Step Interpretation: In a conventional machine learning model, usually the model training set of data required to train a model of the data center and then, after the prediction. In the transverse federal study, can be seen as a distributed model based on training samples, distribute all the data to different machines, each machine model downloaded from the server, and then use the local data model training, after returning to the parameter server needs to be updated; server aggregation parameters returned on each machine, update the model, then the latest model feedback to each machine.

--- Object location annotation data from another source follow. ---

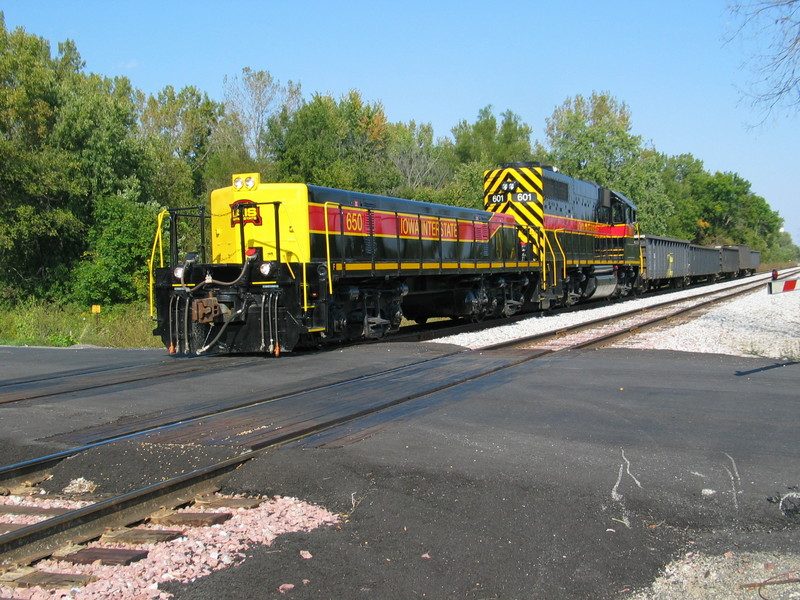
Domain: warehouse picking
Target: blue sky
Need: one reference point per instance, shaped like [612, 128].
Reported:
[442, 61]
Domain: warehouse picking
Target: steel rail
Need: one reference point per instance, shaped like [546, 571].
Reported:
[36, 541]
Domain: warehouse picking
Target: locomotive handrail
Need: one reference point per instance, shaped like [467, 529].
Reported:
[157, 242]
[563, 254]
[328, 244]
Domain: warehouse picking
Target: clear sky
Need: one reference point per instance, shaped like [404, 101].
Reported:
[441, 61]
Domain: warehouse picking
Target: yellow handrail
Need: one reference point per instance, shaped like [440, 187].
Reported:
[563, 254]
[328, 245]
[157, 242]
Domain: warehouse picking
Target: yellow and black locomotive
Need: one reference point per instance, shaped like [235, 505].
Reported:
[276, 266]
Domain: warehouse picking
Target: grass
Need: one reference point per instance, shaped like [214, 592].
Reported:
[33, 323]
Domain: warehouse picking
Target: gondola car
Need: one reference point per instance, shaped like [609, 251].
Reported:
[276, 266]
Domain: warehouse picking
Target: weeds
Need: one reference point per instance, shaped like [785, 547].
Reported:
[32, 323]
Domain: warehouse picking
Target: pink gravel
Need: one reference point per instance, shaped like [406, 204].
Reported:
[196, 554]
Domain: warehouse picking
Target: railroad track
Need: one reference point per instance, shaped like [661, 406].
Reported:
[321, 414]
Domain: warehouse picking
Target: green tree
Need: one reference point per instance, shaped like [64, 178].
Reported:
[251, 101]
[333, 143]
[490, 144]
[178, 129]
[41, 227]
[591, 138]
[418, 159]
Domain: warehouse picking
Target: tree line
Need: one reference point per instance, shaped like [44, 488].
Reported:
[87, 162]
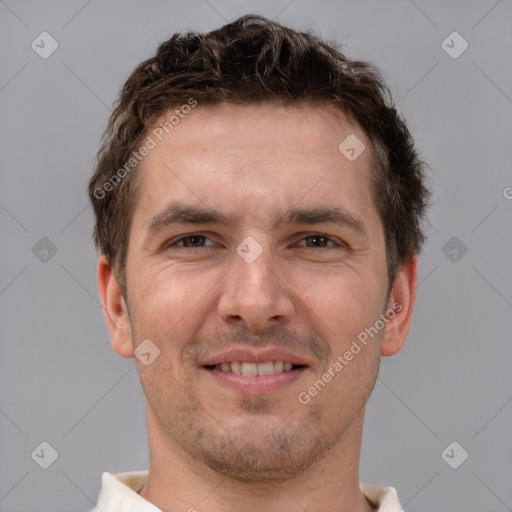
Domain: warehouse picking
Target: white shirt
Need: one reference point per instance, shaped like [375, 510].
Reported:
[119, 494]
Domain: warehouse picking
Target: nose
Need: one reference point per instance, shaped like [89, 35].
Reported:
[255, 295]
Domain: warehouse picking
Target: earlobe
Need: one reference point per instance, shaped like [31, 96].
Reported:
[114, 308]
[401, 302]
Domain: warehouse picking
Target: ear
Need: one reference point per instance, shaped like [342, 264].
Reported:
[401, 301]
[114, 308]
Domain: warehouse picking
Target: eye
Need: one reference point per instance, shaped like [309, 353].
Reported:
[318, 240]
[192, 241]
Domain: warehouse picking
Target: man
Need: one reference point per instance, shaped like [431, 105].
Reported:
[258, 206]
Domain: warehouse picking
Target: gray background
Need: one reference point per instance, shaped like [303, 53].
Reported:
[60, 380]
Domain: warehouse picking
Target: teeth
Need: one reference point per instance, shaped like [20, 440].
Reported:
[252, 369]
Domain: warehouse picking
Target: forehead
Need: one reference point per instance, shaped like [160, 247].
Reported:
[235, 158]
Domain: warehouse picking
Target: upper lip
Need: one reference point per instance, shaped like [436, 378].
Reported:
[254, 356]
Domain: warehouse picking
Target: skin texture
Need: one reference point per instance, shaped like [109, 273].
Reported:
[213, 448]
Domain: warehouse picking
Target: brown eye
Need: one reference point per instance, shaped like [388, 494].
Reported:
[192, 241]
[318, 240]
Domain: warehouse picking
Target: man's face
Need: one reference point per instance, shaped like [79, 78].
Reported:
[315, 286]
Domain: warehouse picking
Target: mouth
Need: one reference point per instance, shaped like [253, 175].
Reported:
[253, 369]
[255, 378]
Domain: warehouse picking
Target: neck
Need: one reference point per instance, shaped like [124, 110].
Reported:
[177, 482]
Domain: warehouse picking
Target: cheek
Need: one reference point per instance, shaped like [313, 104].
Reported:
[343, 300]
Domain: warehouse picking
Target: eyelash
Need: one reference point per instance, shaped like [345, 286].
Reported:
[172, 243]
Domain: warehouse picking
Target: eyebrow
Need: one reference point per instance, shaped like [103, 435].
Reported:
[179, 213]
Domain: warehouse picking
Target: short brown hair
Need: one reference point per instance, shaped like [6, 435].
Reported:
[249, 61]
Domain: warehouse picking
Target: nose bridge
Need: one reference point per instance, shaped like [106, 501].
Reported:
[253, 292]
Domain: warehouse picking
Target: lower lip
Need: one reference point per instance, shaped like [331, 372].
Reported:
[256, 383]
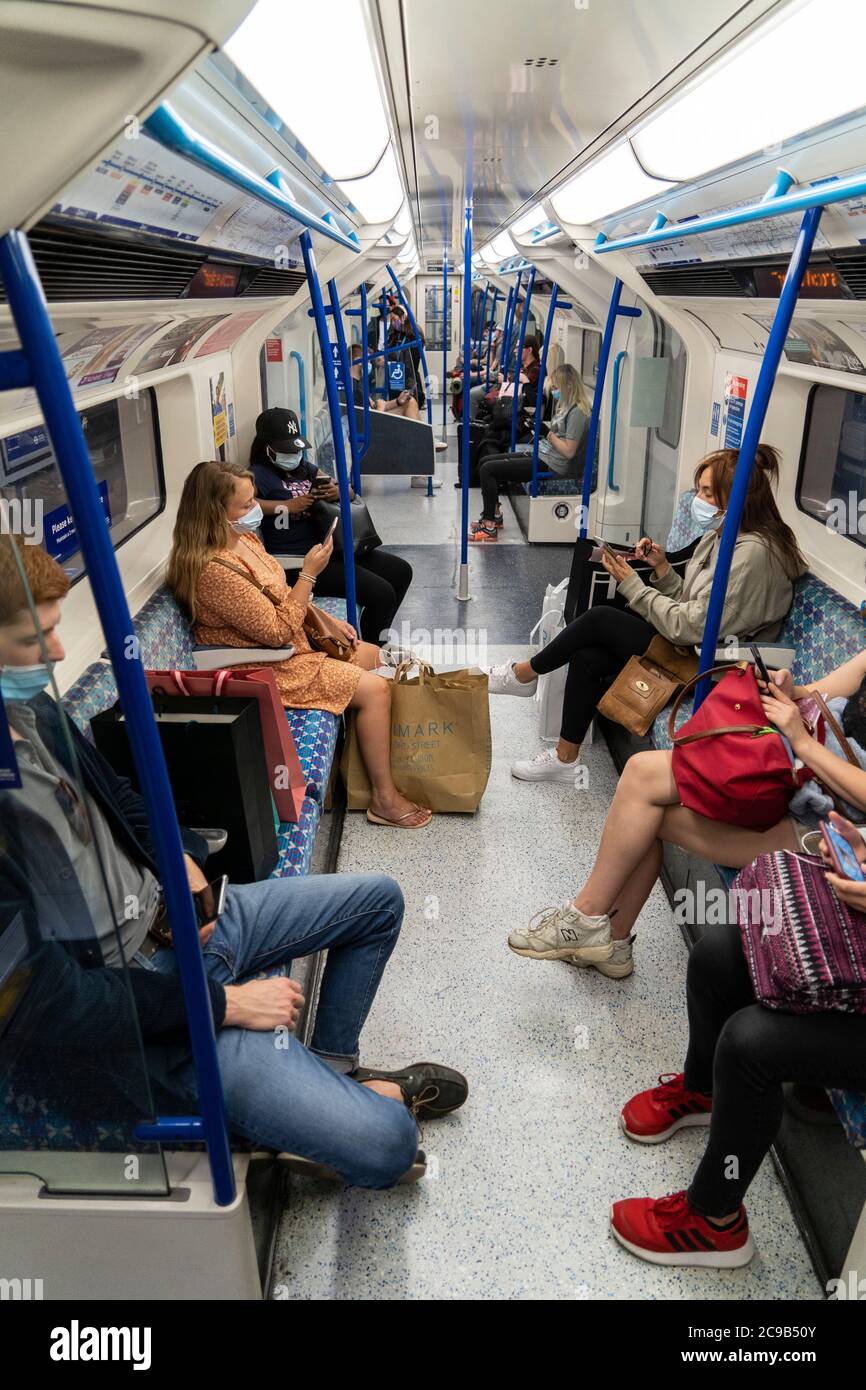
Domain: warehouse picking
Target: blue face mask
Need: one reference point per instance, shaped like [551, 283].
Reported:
[284, 460]
[250, 521]
[704, 513]
[24, 681]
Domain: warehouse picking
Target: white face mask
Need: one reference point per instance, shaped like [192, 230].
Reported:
[704, 513]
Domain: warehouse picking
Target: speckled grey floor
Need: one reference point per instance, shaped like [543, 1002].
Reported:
[521, 1179]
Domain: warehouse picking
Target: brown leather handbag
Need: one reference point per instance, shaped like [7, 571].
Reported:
[647, 683]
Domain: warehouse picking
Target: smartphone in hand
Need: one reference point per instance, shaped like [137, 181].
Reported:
[841, 854]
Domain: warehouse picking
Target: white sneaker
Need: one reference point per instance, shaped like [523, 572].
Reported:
[565, 934]
[545, 767]
[501, 680]
[619, 965]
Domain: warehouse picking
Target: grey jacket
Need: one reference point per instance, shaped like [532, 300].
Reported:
[759, 594]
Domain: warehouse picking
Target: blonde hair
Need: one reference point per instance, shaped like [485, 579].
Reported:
[556, 357]
[572, 391]
[200, 527]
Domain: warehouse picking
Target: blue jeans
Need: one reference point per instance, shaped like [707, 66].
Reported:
[278, 1093]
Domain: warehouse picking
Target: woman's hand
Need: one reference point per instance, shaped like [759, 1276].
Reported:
[781, 712]
[317, 559]
[655, 556]
[616, 566]
[848, 890]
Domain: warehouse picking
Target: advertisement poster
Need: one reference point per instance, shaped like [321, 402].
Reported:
[178, 342]
[809, 341]
[218, 412]
[60, 534]
[736, 392]
[228, 332]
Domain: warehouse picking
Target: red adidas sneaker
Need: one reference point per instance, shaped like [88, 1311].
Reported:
[666, 1230]
[652, 1116]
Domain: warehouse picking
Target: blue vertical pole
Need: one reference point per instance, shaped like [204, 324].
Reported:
[337, 423]
[597, 402]
[540, 396]
[751, 438]
[445, 330]
[467, 346]
[344, 363]
[520, 342]
[46, 373]
[489, 341]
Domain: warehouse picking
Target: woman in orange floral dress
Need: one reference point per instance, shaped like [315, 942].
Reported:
[235, 594]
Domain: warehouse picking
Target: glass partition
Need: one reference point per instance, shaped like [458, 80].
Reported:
[77, 905]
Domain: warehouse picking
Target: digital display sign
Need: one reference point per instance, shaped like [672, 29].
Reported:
[213, 281]
[820, 281]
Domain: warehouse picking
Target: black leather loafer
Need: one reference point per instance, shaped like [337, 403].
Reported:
[428, 1087]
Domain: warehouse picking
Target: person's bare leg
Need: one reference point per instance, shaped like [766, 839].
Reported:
[373, 704]
[633, 824]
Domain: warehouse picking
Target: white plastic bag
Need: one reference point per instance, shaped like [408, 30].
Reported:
[551, 688]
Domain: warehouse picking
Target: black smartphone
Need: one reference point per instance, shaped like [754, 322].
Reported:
[210, 901]
[759, 665]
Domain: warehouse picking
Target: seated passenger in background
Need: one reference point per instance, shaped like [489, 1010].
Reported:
[595, 647]
[237, 595]
[313, 1101]
[740, 1055]
[645, 812]
[287, 487]
[556, 451]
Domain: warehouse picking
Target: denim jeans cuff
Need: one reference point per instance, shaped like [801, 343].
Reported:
[338, 1062]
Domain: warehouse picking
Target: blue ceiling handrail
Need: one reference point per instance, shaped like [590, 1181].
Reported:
[320, 316]
[816, 195]
[171, 131]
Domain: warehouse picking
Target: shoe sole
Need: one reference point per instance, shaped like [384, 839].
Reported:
[588, 955]
[684, 1122]
[706, 1260]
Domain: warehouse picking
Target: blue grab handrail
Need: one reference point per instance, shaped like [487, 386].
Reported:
[467, 377]
[751, 438]
[517, 359]
[170, 129]
[320, 316]
[816, 195]
[47, 377]
[615, 401]
[498, 295]
[346, 374]
[302, 389]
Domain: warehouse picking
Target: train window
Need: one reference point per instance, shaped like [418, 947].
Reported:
[672, 346]
[124, 445]
[590, 352]
[831, 483]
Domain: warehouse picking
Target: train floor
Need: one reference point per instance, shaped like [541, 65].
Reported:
[520, 1180]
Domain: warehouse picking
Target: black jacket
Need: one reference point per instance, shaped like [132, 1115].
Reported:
[88, 1004]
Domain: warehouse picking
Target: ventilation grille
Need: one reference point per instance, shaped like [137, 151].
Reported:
[79, 266]
[271, 281]
[716, 281]
[852, 271]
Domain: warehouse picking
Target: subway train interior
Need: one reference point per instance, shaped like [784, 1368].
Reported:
[362, 366]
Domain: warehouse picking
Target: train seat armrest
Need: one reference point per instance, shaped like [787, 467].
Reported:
[217, 658]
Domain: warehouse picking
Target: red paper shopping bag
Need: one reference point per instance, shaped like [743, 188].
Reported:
[288, 781]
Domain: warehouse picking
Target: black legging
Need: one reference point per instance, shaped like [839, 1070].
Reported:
[381, 581]
[502, 467]
[741, 1052]
[595, 645]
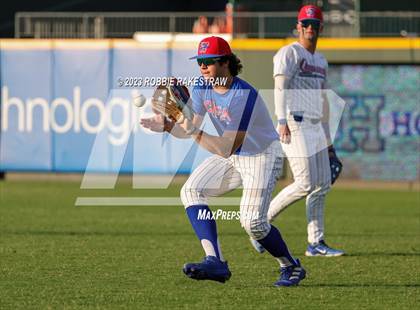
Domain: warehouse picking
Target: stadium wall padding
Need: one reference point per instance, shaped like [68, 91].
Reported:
[64, 110]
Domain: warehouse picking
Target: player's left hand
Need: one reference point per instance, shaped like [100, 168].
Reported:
[155, 123]
[188, 126]
[284, 133]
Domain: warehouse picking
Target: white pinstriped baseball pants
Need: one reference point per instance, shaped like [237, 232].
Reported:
[308, 159]
[257, 174]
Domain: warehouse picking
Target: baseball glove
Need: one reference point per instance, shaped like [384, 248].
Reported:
[335, 164]
[172, 102]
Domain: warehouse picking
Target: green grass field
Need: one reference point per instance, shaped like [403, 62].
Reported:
[55, 255]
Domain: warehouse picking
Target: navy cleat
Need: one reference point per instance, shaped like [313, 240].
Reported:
[211, 268]
[291, 276]
[322, 249]
[257, 246]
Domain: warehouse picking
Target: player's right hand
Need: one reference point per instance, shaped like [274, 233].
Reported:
[155, 123]
[284, 133]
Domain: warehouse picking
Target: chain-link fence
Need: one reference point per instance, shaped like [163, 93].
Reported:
[241, 24]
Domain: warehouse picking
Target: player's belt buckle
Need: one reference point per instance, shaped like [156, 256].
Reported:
[298, 118]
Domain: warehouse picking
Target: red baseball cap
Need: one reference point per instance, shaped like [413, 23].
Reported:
[211, 47]
[310, 12]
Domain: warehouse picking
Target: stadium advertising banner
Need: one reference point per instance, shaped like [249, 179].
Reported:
[65, 108]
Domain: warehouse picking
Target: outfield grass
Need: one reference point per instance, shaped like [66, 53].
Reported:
[56, 255]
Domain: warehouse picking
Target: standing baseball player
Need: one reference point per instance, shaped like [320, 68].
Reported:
[245, 152]
[302, 113]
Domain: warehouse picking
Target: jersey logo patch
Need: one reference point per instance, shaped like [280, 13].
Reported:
[308, 70]
[221, 113]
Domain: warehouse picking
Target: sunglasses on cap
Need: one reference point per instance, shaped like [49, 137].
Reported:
[207, 61]
[310, 22]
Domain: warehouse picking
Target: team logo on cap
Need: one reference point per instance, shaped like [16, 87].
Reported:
[310, 12]
[203, 47]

In this process, at each machine they are the same and complete the model, and no exchange no dependencies between machines, each machine can also be an independent predictor in predicting, this process can be seen as a distributed model to a sample-based training . Google originally in landscape federal solution to end users in the Android phone update models of local problem.

2.3.2 Federal longitudinal study

Two sets of user data in many overlapping and in the case wherein the user overlap less, we set the data according to the characteristic dimension i.e., longitudinal) segmentation, and remove both the user and the user features are not exactly the same as that portion of the training data . This method is called the Federal longitudinal study. For example, there are two different institutions, a bank is a place, another is the same place the electricity supplier. Their user base is likely to contain most of the inhabitants of the land, so the user a larger intersection. However, due to the behavior of the balance of payments is the user's bank records and credit rating, and electricity providers is to maintain user browsing and purchase history, so their users intersection of smaller features. Federal longitudinal study of these different features is to be polymerized in an encrypted state, to enhance the ability of the Federal learning model. At present, the logistic regression model, tree model and neural network model and many other machine learning models have been shown to gradually build on this federal system. The learning steps shown above, is divided into two big:

The first step: encrypt sample alignment. It is to do it at the system level, so the company is not exposed to the perceived level of non-cross-user.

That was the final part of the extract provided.